The 101st All Japan High School Soccer Tournament
第101回 全国高等学校サッカー選手権大会

@ 国立競技場(東京)
2023年1月7日(土)


記念すべき100回大会を終えて、次の100年へ。
そんな今年の第101回大会は、どこが優勝しても初優勝という4チームが準決勝へ進み、
昨年優勝の青森山田が破れた。昨年からようやく聖地・国立へと戻ってきた高校サッカー。
何度見ても、ハイレベルのチームがぶつかり合う準決勝は楽しい。
そして、高校生なので運動量も多く、展開も早いので見ごたえがある。

第一試合目は、大注目の鹿児島の神村学園 vs 岡山学芸館。
なんと言っても、高校卒業後、
すぐにドイツの1部ボルシアMGへの入団が決まっている福田師王に注目が集まる。
生で見ると、ガタイもよく、スピード感もあり技もキレキレ。
この選手を高校生の間に見られたことは、後々大きな財産になるのでは、と感じさせる。

そして、もう一人、大迫塁。
キャプテンマークをまく大迫は、少年時代からずっと注目される存在。
セレッソ大阪への入団が決まっている。
時々、会場の大型画面で抜かれる大迫の姿は、
絶対に勝ちたいという必死さがむき出しで、気持ちよかった。

対する岡山学芸館は、完全なる組織力。
結局、このチームが初優勝に輝いたが、
ここにも中学から6年間でチームを仕上げる仕組みがあったり、
幼馴染同士で全国を獲るために入学したというストーリーもあり。

とにかく、この神村と岡山の試合は面白かった。
素晴らしい試合だった。
まず、前半早々に岡山が先制すると、
攻めながらも得点できなかった福田師王が前半のうちに同点ゴールを決める。
そのまま後半に入って、先制したのは神村。
キャプテン大迫塁の芸術的なフリーキックでリードする。
ここで、試合が落ち着くかと思いきや、
岡山が、同点に追いつく。
両校の応援団の声も(声だし解禁だと盛り上がる)勢いを増す。

追いつかれた神村は、その7分後に勝ち越しのゴール。
大迫塁のプレーが本当に光った。
これで、勝負あったか、と思いきや、
またその数分後に岡山が同点ゴールを奪う。
これだけのシーソーゲームは、見ている側にとってはとても面白い。
私のいた側のゴール裏自由席には、岡山学芸館を応援するサイドだったので、
最後、同点に追いついたときには、大盛り上がりだった。

試合はそのまま同点で、PKへ。
神村学園一人目の大迫塁がきっちり決めて、岡山も決め、
そして神村2人目のキッカーが痛恨のミス。
次の岡山は確実に決め、神村3人目は福田師王。
ゆっくりとボールをセットして、ふーと大きく息をはいてから蹴ったコースはど真ん中。
キーパーは左へ飛んでいたが、なんとか足でボールをはじく。
PKを外した福田師王はうなだれ、そのまま、次のキッカーに決められた神村学園は敗退。

PKで勝敗を決めるというのは、本当に残酷だ。
これだけの試合を戦った両校に、勝ち負けが着き、
その決め方が運が大きく左右するPKとか。
ちなみに、この翌々日、大阪で開かれたセレッソ大阪の入団会見に、大迫塁は参加していたらしい。

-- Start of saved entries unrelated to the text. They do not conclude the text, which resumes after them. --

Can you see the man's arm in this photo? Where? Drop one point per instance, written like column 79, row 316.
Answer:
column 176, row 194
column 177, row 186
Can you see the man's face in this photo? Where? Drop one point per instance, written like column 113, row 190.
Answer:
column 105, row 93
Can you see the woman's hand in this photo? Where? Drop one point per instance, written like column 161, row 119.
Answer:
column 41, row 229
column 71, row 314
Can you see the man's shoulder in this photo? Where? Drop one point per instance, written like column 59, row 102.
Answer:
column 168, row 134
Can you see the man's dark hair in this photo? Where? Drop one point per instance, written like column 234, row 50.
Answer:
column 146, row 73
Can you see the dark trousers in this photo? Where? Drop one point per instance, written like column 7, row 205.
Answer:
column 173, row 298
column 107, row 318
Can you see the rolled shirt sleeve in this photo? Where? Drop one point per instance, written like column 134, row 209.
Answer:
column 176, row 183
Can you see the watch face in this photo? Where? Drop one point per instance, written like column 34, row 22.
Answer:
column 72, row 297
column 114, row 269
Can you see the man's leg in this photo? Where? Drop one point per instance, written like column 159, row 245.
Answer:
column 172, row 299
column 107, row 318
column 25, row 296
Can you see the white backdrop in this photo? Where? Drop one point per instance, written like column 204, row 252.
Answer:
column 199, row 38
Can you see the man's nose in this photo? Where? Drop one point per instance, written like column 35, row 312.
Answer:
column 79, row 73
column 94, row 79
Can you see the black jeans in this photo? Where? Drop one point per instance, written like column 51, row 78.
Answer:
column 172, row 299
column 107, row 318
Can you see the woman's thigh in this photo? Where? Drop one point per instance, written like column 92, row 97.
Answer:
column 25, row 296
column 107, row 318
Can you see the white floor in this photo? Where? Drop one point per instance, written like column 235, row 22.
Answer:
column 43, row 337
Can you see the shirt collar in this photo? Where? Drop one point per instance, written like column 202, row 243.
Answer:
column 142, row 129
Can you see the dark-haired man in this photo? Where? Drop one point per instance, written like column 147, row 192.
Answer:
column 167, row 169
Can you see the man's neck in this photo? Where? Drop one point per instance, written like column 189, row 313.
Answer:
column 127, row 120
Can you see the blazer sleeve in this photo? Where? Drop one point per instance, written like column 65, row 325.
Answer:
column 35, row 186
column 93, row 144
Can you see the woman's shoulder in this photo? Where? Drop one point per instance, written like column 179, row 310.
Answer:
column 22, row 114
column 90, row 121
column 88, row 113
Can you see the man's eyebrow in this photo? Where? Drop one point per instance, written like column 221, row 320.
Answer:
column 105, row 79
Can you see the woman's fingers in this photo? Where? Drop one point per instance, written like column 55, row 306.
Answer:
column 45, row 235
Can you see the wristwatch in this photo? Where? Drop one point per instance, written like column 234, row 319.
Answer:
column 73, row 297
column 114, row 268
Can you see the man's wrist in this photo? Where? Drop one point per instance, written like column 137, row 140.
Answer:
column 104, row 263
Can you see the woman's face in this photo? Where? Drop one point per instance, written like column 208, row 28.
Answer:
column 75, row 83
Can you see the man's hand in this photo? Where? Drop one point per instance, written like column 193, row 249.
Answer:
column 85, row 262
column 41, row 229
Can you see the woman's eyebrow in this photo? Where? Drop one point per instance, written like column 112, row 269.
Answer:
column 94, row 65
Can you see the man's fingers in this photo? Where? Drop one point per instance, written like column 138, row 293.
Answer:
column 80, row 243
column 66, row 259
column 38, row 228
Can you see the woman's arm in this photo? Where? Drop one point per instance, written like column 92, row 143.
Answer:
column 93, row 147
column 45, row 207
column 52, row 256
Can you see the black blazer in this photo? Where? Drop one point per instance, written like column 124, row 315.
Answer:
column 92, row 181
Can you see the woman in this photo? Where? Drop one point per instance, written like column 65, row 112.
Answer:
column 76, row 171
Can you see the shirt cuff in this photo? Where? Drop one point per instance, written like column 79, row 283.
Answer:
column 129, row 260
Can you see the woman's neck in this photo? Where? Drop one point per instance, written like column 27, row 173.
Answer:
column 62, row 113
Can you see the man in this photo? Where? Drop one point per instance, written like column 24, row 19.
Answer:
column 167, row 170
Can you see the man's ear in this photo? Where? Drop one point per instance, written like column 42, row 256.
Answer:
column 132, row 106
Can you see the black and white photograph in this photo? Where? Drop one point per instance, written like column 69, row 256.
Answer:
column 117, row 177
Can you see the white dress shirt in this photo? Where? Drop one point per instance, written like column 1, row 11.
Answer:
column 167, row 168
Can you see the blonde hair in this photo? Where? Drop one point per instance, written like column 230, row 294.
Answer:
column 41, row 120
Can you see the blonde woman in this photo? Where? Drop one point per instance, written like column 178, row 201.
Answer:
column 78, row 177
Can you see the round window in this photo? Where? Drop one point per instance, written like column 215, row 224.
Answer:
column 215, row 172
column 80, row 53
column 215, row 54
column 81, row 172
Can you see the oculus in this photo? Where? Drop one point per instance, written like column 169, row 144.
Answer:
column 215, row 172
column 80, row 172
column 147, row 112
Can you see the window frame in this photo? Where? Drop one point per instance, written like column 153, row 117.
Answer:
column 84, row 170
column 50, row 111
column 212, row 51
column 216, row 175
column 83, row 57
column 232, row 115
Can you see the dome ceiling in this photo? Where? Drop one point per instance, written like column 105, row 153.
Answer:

2試合目。去年の準優勝大津高校 vs 京都の東山高校。
1試合目と同じく赤と青のユニフォームの対決だった。
スタンドの日陰は寒く、日があたるところはまぶしくて見ずらいというゴール裏を、
行ったり来たりしながら。
なんと2試合目も決着はPKとなり、東山高校が勝利。
この準決勝の観客数は2万人弱だったが、
翌々日に行われた決勝戦、東山高校 vs 岡山学芸館の試合は5万人を超える観客の前で行われ、
それだけ注目を集めるチーム同士の対戦となった。

高校サッカーのボールを最後まで追う姿、そして、豊富な体力、スピード感。
これは高校野球にも通じることだが、見る人に大きな感動を与えてくれる。